Há outros três governadores na lista de inquéritos abertos no STF por Fachin: Renan Calheiros Filho, de Alagoas; e Tião Viana, do Acre; Robinson Faria, do Rio Grande do Norte. Como os três são investigados com parlamentares, ganharam, por tabela, o direito de serem processados na mais alta corte do país. Os ex-governadores do Rio Anthony Garotinho, Rosinha Garotinho e Sérgio Cabral também foram alvo de petições enviados a instâncias inferiores, por serem citados pelos ex-executivos da Odebrecht. José Roberto Arruda, que governou o Distrito Federal, está na mesma situação.

Ao todo, Fachin enviou 201 petições a outras instâncias do Judiciário. Os juízes que receberão o material decidirão se abrem ou não inquéritos para apurar os indícios apontados pelos delatores. A petição sobre Fernando Henrique foi enviada para a Justiça Federal em São Paulo.
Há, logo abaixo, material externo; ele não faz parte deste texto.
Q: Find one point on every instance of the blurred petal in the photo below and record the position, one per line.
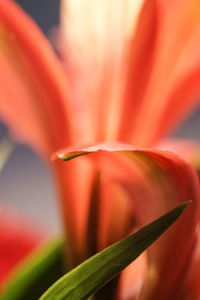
(154, 181)
(33, 86)
(173, 84)
(93, 38)
(17, 240)
(188, 149)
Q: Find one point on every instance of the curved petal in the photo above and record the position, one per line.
(153, 181)
(171, 86)
(33, 85)
(17, 240)
(93, 38)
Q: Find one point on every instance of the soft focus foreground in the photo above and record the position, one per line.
(130, 72)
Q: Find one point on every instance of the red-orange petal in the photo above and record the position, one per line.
(171, 86)
(33, 85)
(155, 181)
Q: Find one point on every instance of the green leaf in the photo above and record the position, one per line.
(95, 272)
(36, 273)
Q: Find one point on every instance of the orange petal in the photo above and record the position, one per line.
(154, 182)
(171, 65)
(33, 85)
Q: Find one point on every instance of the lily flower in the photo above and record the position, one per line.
(128, 73)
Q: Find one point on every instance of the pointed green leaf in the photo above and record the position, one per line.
(36, 273)
(95, 272)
Há petições sobre Lula encaminhadas à Justiça Federal em São Paulo e no Paraná, além do STJ. Os indícios contra Dilma irão para o Tribunal Regional Federal (TRF) da 3ª Região. Isso porque os fatos estão atrelados à suposta participação do ex-ministro Edinho Silva, que hoje é prefeito e tem direito ao foro no TRF.

SIGILO

Não foi divulgado o teor das petições – portanto, não se sabe quais indícios foram mencionados contra os ex-presidentes ou os governadores. Diante do nome de Lula existe uma menção à Angola, que remete à suposta atuação de Lula junto ao Banco Nacional de Desenvolvimento Econômico e Social (BNDES) com o objetivo de garantir a liberação de financiamentos para a realização de obras de engenharia ao país africano.
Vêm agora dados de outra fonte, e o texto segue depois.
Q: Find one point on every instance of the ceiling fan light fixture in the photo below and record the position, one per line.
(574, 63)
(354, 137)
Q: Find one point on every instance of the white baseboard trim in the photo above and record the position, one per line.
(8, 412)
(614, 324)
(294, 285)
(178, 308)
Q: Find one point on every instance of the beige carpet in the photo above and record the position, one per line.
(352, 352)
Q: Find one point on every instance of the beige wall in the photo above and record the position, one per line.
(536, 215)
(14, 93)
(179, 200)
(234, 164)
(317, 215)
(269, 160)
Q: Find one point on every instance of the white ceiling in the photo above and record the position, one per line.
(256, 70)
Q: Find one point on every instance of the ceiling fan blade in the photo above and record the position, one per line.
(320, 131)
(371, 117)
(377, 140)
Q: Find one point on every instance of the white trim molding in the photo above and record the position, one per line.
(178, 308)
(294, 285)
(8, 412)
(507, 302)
Na lista de petições enviadas a outras instâncias constam também indícios contra o ex-deputado Eduardo Cunha (PMDB-RJ), que está preso desde outubro em decorrência de investigações da Lava-Jato. A petição foi enviada à Justiça Federal no Paraná. Há também indícios contra o presidente da Assembleia Legislativa do Rio de Janeiro (Alerj), Jorge Picciani (PMDB), que estará nas mãos do TRF da 2ª Região; contra o conselheiro do Tribunal de Contas do Estado (TCE) do Rio de Janeiro Jonas Lopes de Carvalho; e contra o ex-prefeito Eduardo Paes, que teve petição enviada à Justiça Federal do Rio. Há também uma petição com indícios contra o ex-prefeito de Manaus, Arthur Virgílio.

Além disso, foi enviada à Justiça Federal em São Paulo uma petição contra o ex-prefeito de São Paulo Fernando Haddad (PT). Estão em outras petições enviadas a várias instâncias do país indícios contra os ex-ministros Aloysio Mercadante, Geddel Vieira Lima, Guido Mantega, Antonio Palocci. O ex-deputado José Genoino (PT), condenado na Lava-Jato, também foi citado na delação da Odebrecht e deverá ser investigado na Justiça Federal de São Paulo.